To account for the expected variation in the timing of UPDRS3 outcome assessments across studies, a sensitivity analysis was planned a priori for near, short, and long-term follow-up data. Follow-up periods were categorized as near-term (<4 months), short-term (4–12 months), and long-term (>12 months) based on when post-intervention outcome data were collected. If multiple outcome time points were available within a follow-up category, the time point closest to a reference mark was selected: near-term (<4 months) used the time point nearest to 4 months, short-term (4–12 months) used the point closest to 8 months (the midpoint), and long-term (>12 months) used the time point closest to 12 months. Additional pre-specified sensitivity analyses included stratifying results by whether outcomes were assessed during the ON or OFF state of L-dopa equivalent medication regardless of the duration post-intervention (using the latest available follow-up data from each study), comparing invasive versus non-invasive neuromodulation interventions, studies that used the MDS-UPDRS instead of the traditional UPDRS to measure motor symptoms, and excluding studies that fell outside the expected range in the funnel plot for publication bias.
Meta-regression
Study variables related to methodology, population, and intervention were analyzed to explore potential sources of effect size heterogeneity. Meta-regression was performed for both continuous and categorical variables.
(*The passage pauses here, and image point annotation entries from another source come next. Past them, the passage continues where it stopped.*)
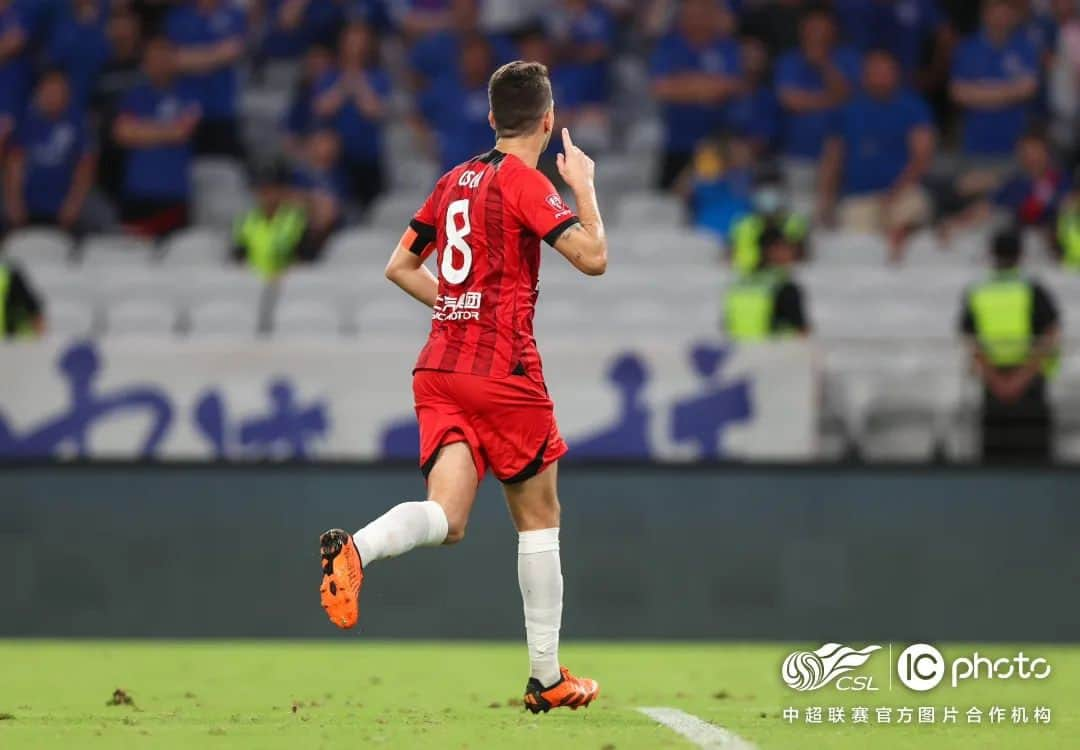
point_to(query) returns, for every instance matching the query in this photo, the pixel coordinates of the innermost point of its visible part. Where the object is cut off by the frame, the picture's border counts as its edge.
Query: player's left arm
(406, 267)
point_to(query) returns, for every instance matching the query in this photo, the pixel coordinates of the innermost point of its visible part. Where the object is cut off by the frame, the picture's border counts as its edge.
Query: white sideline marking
(699, 732)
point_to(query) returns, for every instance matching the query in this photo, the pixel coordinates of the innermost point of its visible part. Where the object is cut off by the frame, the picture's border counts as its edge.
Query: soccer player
(478, 387)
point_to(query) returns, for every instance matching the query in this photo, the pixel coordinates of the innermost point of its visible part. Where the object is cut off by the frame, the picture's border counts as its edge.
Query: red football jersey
(485, 218)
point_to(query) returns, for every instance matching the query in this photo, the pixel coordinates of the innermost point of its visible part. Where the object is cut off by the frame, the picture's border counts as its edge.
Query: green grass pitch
(360, 694)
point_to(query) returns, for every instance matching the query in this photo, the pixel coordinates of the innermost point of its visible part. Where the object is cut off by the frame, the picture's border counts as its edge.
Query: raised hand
(575, 164)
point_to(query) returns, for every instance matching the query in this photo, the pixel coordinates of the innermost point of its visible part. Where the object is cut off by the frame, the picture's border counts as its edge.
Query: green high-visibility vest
(746, 239)
(4, 285)
(271, 241)
(1068, 235)
(748, 307)
(1001, 308)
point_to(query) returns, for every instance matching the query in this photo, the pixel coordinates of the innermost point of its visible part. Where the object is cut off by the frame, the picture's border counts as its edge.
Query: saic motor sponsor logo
(921, 667)
(466, 307)
(811, 670)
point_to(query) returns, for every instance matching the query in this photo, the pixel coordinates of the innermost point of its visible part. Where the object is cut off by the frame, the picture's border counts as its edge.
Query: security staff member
(770, 209)
(271, 236)
(1013, 329)
(1068, 235)
(21, 310)
(767, 304)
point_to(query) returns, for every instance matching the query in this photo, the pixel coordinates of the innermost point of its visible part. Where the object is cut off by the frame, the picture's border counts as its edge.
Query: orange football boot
(569, 691)
(342, 576)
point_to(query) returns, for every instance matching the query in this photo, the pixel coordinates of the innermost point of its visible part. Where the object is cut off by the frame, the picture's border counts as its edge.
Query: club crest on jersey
(466, 307)
(561, 209)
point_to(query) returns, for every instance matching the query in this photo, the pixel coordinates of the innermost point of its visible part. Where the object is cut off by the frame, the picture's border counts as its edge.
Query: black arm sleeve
(967, 320)
(1044, 310)
(22, 298)
(424, 236)
(788, 311)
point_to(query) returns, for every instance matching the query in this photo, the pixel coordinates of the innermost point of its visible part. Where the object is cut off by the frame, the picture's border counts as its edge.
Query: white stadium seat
(363, 248)
(36, 246)
(647, 209)
(307, 319)
(393, 211)
(103, 252)
(140, 318)
(197, 246)
(70, 318)
(223, 319)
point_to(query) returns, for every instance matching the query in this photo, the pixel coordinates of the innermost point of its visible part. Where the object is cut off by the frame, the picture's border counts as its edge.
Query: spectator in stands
(80, 47)
(321, 187)
(423, 17)
(812, 82)
(454, 111)
(271, 236)
(300, 118)
(208, 36)
(696, 72)
(22, 312)
(1013, 329)
(719, 184)
(51, 165)
(878, 152)
(352, 99)
(915, 31)
(771, 208)
(995, 82)
(1031, 196)
(767, 304)
(431, 55)
(1067, 240)
(755, 112)
(156, 126)
(294, 26)
(15, 69)
(121, 75)
(585, 48)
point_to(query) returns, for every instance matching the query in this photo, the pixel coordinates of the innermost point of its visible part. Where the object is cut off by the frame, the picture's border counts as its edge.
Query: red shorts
(508, 423)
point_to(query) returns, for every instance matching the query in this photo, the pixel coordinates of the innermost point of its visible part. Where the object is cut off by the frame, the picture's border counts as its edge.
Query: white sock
(401, 528)
(540, 577)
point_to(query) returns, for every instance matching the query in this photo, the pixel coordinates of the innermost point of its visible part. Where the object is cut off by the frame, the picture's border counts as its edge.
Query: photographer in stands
(1013, 329)
(767, 304)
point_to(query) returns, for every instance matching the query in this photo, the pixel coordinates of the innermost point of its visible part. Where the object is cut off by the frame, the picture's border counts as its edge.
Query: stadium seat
(198, 246)
(646, 209)
(1065, 397)
(362, 250)
(104, 252)
(905, 415)
(140, 318)
(223, 319)
(71, 318)
(208, 173)
(661, 246)
(307, 319)
(393, 211)
(37, 246)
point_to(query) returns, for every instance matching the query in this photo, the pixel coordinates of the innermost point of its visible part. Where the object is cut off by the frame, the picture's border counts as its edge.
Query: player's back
(486, 218)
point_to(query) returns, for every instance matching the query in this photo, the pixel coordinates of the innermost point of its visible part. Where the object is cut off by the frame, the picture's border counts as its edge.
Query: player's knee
(456, 532)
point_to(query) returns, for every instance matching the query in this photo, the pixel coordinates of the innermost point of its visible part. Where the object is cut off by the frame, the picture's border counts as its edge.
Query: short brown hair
(520, 94)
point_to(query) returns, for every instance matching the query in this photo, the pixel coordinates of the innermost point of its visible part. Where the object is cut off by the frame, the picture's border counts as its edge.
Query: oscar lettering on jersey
(470, 178)
(463, 308)
(561, 209)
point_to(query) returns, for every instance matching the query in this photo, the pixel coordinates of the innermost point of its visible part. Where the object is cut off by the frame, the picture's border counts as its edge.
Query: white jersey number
(458, 211)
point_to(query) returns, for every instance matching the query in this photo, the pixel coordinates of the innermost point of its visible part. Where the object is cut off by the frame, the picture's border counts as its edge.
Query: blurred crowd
(881, 116)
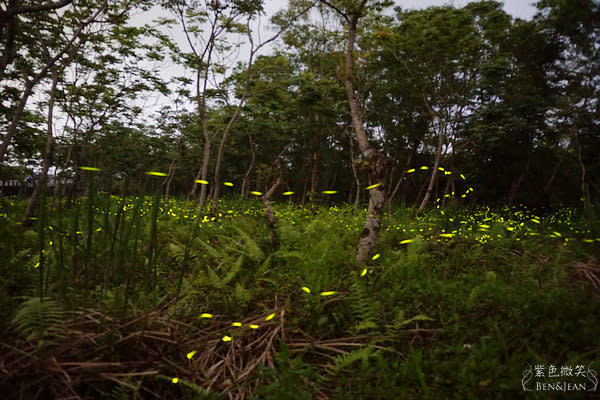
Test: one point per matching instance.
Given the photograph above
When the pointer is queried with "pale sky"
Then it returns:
(524, 9)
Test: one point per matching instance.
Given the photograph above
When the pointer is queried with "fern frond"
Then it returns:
(345, 360)
(37, 317)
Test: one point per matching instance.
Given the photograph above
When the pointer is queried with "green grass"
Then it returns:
(469, 301)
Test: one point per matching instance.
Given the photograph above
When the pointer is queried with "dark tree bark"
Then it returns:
(43, 180)
(376, 162)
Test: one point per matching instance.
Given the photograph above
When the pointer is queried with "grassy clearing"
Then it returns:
(146, 298)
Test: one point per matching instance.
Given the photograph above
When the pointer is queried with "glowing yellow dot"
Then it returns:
(374, 186)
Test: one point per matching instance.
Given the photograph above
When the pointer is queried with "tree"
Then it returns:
(351, 12)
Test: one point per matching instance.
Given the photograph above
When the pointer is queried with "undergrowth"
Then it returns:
(134, 298)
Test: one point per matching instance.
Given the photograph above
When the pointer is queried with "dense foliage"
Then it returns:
(136, 261)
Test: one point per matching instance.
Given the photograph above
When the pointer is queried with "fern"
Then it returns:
(36, 318)
(364, 310)
(400, 322)
(345, 360)
(250, 247)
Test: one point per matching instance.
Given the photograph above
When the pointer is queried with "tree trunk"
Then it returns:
(354, 173)
(246, 181)
(313, 175)
(376, 161)
(438, 157)
(269, 213)
(42, 182)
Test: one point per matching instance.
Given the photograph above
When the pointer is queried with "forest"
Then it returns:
(338, 199)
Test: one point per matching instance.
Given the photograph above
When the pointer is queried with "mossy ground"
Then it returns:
(457, 303)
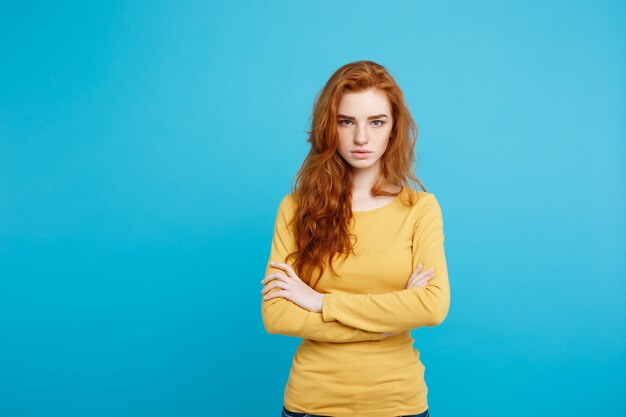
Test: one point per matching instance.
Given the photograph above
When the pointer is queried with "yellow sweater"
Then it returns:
(344, 367)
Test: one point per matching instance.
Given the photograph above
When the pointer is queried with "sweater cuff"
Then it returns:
(327, 308)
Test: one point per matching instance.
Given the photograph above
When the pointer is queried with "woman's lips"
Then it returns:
(360, 154)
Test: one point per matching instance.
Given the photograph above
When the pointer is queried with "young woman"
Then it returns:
(357, 258)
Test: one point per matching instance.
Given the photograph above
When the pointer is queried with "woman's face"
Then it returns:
(364, 123)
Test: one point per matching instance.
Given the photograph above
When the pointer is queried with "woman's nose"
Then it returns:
(360, 135)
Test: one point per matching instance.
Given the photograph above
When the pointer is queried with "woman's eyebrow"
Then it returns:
(377, 116)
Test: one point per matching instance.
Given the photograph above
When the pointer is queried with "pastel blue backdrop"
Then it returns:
(145, 146)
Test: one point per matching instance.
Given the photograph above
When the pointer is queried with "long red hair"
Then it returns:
(323, 185)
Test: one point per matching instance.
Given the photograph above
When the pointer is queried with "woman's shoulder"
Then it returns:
(419, 197)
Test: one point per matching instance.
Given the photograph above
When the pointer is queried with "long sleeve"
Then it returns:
(408, 308)
(281, 316)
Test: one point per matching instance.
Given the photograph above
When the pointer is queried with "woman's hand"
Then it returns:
(420, 278)
(293, 288)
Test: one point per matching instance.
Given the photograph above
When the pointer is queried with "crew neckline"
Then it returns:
(377, 209)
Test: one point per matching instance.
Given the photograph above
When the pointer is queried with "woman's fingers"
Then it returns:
(288, 268)
(274, 275)
(422, 278)
(274, 284)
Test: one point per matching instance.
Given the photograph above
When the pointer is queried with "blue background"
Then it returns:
(145, 146)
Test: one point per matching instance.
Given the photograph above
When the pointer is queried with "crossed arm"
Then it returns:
(357, 317)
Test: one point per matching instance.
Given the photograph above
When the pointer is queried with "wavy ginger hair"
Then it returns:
(323, 185)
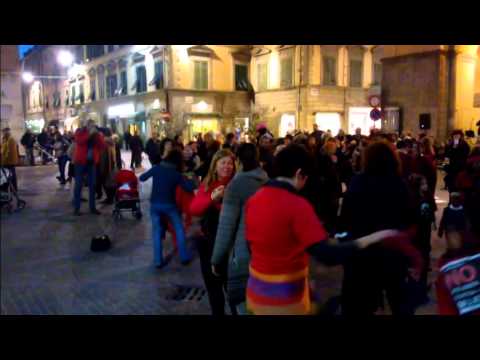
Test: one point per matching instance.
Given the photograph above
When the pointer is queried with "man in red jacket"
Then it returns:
(89, 144)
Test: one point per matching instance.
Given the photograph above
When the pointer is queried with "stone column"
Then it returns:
(367, 63)
(342, 68)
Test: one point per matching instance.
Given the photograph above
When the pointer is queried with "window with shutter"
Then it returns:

To minimize type I error associated with multiple testing (31), variable selection followed a structured model-building process (32). Univariate meta-regressions were first performed to identify potential covariates, using a p-value threshold of <0.20 (32) to retain variables for further analysis. This step reduced the number of variables considered in multivariate modeling. Significant variables were then included in an initial multivariate model, and a backward elimination approach was applied by sequentially removing the least significant variables until only predictors with p-values <0.05 remained.
For all meta-regression models, linearity was evaluated through scatterplot inspection with a superimposed regression line. Homoscedasticity was assessed by plotting standardized predicted values against standardized residuals (33). Residual normality was tested using the Shapiro–Wilk test (34). Given the exploratory nature of the analysis, no adjustment for multiple testing was applied. All tests were two-tailed with a significance level set at p < 0.05, and analyses were conducted using Stata V17 BE (StataCorp, College Station, TX).
Results
A total of 1,017 articles were initially identified through the primary search strategy, with one additional study found via snowballing. Following the removal of duplicates, 883 articles proceeded to the initial screening stage. After completing all screening phases, 47 studies met the inclusion criteria. The selection process is illustrated in the CONSORT diagram (Figure 1).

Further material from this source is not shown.